Digital Bytes 18th March 2026
A weekly analysis of who, how, where and why blockchain technology, digital assets and the impact of AI are being used globally in various industries.
Stablecoins as monetary plumbing: how blockchain is quietly extending the global dollar system - Blockchain networks and stablecoins are evolving from speculative digital assets into the infrastructure that moves US dollar liquidity globally. Rather than replacing fiat currencies, they act as a programmable settlement layer enabling faster cross-border payments, real-time settlement and interoperable financial systems. Financial institutions are increasingly using these rails for treasury operations, liquidity management and tokenised assets. As digital assets become the monetary plumbing of finance, the US dollar economy may increasingly depend on blockchain infrastructure to operate efficiently and globally.
Self-custody is becoming a luxury: why that should scare you? - a balanced digital-asset strategy requires both custodial and self-custody solutions. Custodians provide regulated infrastructure, insurance and operational support that many investors need for trading, compliance and institutional access. Self-custody, however, preserves true ownership and control through private keys, reducing counterparty and systemic risk. Relying solely on one model creates vulnerabilities.

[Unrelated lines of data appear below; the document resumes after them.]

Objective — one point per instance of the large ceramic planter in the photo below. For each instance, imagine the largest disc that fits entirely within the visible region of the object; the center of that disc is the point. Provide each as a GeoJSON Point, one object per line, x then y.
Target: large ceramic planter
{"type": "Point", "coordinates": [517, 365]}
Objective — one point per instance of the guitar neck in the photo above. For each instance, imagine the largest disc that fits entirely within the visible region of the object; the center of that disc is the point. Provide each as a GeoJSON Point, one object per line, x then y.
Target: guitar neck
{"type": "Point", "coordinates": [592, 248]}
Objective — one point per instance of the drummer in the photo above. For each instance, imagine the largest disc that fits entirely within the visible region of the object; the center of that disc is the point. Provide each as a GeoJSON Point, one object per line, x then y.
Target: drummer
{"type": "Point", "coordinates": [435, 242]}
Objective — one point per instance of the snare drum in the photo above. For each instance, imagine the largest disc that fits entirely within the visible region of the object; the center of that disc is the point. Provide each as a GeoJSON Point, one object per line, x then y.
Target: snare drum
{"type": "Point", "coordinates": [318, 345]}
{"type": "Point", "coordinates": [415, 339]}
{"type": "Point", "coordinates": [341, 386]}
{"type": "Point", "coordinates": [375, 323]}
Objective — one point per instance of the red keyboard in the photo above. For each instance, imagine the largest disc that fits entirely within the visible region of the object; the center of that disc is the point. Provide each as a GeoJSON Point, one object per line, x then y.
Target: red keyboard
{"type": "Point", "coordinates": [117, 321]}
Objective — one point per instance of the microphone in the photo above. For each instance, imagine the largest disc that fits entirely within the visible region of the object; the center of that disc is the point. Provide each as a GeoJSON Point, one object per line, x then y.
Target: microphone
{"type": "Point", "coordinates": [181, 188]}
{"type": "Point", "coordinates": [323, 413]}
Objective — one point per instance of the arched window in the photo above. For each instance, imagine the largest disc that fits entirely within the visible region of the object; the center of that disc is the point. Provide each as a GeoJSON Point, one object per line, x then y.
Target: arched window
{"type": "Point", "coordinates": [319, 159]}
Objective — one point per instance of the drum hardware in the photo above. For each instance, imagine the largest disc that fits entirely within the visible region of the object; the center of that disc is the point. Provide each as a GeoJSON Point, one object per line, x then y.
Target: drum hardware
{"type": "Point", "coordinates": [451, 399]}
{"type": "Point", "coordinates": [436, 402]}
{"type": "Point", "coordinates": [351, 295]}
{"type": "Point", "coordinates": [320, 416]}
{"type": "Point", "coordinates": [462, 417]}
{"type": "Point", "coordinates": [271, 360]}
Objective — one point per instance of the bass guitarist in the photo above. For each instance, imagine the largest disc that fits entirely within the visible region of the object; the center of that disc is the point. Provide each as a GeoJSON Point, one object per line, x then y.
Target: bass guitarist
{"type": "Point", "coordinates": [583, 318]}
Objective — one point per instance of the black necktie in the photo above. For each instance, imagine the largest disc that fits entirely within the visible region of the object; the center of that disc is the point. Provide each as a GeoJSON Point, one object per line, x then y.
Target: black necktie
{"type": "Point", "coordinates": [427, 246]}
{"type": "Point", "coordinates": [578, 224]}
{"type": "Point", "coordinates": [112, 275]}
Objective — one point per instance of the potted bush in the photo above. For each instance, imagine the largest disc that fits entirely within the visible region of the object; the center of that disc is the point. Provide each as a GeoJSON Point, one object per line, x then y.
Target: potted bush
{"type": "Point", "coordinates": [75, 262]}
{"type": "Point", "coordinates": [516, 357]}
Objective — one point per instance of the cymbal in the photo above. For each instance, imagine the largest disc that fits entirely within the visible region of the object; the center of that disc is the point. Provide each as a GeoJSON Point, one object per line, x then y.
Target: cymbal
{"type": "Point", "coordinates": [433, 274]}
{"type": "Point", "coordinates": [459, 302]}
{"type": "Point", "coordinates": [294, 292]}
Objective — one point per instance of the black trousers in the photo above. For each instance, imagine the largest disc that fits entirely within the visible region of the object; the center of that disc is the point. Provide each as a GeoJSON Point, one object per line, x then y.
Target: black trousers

By combining both approaches, investors gain convenience, liquidity and regulatory compatibility whilst still maintaining financial sovereignty and resilience in an evolving digital asset ecosystem.
Tokenised capital markets infrastructure: how the London Stock Exchange Group is connecting global exchanges through a network of networks - the London Stock Exchange Group (LSEG) is positioning itself at the centre of tokenised capital markets through a “network of networks” strategy that prioritises interoperability between traditional financial infrastructure and distributed ledger systems. Its digital markets infrastructure and digital settlement house enable near-real-time settlement using tokenised commercial bank deposits rather than stablecoins. By linking UK markets with Asia through initiatives such as Project Guardian and integrating standards such as SWIFT orchestration and Chainlink CCIP, the LSEG is building the connective infrastructure for global liquidity, collateral mobility and interoperable digital exchanges.
Designing digital money for a fragmented world - digital money is increasingly shaped by national policy and regulatory design. Whilst authorities are converging on some core principles, they are diverging in how those principles are applied - with implications for organisations seeking to scale across borders. This article explores how regulatory divergence changes the way digital money needs to be designed, and what firms should do in response.